一例を挙げると、肺がんの術後5年生存率は、日本がまぎれもなく世界1位である。また、大腸がん・胃がん・肝臓がんも世界トップクラスの水準である。
優れているのは、がん治療だけではない。国民皆保険制度の充実や、医師・看護師ら医療従事者の水準も他国に比べると高いといえる。もちろんすべてに渡り日本が抜きん出ている訳ではない。分野によっては欧米に大きく水をあけられているものもあるし、他国を見習うべきこともある。しかしトータルに見て、日本の医療は世界トップの水準であるといえる。その理由は3つに分類できる。
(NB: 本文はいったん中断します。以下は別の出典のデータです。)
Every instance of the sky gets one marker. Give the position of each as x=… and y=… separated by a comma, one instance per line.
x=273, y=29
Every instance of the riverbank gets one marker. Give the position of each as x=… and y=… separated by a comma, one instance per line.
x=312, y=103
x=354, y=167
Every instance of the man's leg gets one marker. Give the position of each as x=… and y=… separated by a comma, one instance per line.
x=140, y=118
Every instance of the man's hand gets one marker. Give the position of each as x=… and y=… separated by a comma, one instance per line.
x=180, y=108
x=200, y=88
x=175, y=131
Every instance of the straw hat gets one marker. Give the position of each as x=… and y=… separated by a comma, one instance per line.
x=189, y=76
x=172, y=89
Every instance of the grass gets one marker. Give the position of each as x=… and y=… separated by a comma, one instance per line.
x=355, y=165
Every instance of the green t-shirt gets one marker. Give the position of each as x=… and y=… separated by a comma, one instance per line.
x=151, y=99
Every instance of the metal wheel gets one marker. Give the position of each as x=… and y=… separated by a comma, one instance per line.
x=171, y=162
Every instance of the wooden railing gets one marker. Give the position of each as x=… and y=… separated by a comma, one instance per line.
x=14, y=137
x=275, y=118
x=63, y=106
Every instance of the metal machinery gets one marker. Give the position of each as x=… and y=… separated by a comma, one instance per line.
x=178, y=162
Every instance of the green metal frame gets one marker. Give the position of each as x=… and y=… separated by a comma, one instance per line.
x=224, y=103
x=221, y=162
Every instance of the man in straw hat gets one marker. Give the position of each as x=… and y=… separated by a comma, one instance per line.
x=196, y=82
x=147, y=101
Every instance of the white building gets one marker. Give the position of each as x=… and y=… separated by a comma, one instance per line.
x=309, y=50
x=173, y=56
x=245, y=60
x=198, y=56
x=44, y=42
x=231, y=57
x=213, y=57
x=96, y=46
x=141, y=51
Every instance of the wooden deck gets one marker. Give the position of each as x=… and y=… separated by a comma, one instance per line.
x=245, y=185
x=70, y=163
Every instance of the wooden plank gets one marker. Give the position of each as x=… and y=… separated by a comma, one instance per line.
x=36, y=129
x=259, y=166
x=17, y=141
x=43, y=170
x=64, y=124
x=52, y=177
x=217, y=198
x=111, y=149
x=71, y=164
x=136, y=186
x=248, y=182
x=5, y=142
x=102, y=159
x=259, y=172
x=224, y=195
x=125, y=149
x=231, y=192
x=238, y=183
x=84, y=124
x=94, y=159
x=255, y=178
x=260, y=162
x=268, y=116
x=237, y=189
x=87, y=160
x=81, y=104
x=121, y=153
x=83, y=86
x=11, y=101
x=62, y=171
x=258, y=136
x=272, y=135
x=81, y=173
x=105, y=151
1、高額の医療費を覚悟すれば高度な医療を受けることができる「髙自己負担・髙医療型」-アメリカなど。
2,あまり高度な医療は期待できないが、窓口費用はほとんどかからない「低自己負担・低医療」-イギリス・北欧など。
3、ほどほどの費用で一定レベルの医療が受けられる「中自己負担・中医療」-日本・ドイツ・フランスなど。
ここで比較する項目は、”医療レベル・医療の身近さ・薬への依存度・医療費・病院・高齢化対策”の6項目である。OECD(経済協力開発機構)等の公的機関の調査データを使って比較対象をした。対象国は、アメリカ・イギリス・ドイツ・フランス・スウェーデンの5カ国である。結論から言うと、日本の医療は10勝5敗3分けであった。日本の医療が「世界1」の水準であり、これを国民は皆知らないということだ。
まず初めに、医療のレベルの比較である。世界67カ国2500万人以上のがん患者の術後5年生存率調査(2004~2009)によると、肺がんでは、日本は30.1%、アメリカ18.7%、ドイツ16.2%、スウェーデン15.6%、フランス13.6%、イギリス9.6%、最も低いイギリスと比較すると3倍の開きがある。また、肝臓がんでは、日本27.0%、アメリカ15.2%、欧州も20%に達していない。大腸がんでは、日本68.0%、アメリカ64.5%、スウェーデン60.7%、ドイツ60.4%、フランス:データなし、イギリス53.3%である。
なお、最新の乳がんの5年生存率は、日本はアメリカに次いで2位87.3%、子宮頸がんも3位70.2%と大健闘している。また、数あるガン手術の中でも極めて難度の高い膵頭十二指腸切除術という膵臓がんの手術があるが、日本ではこの手術の成績が良く、手術後30日以内の死亡率は1.35%、アメリカでは2.5%となっており、アメリカより2倍近くの安全率があることが分かる。アメリカでは血管をつなぐ作業が中心の心臓手術など、型の決まっている手術などは上手であるが、ガン手術のような患者ごとに臨機応変に対応する必要のある手術は苦手とする傾向があるようだ。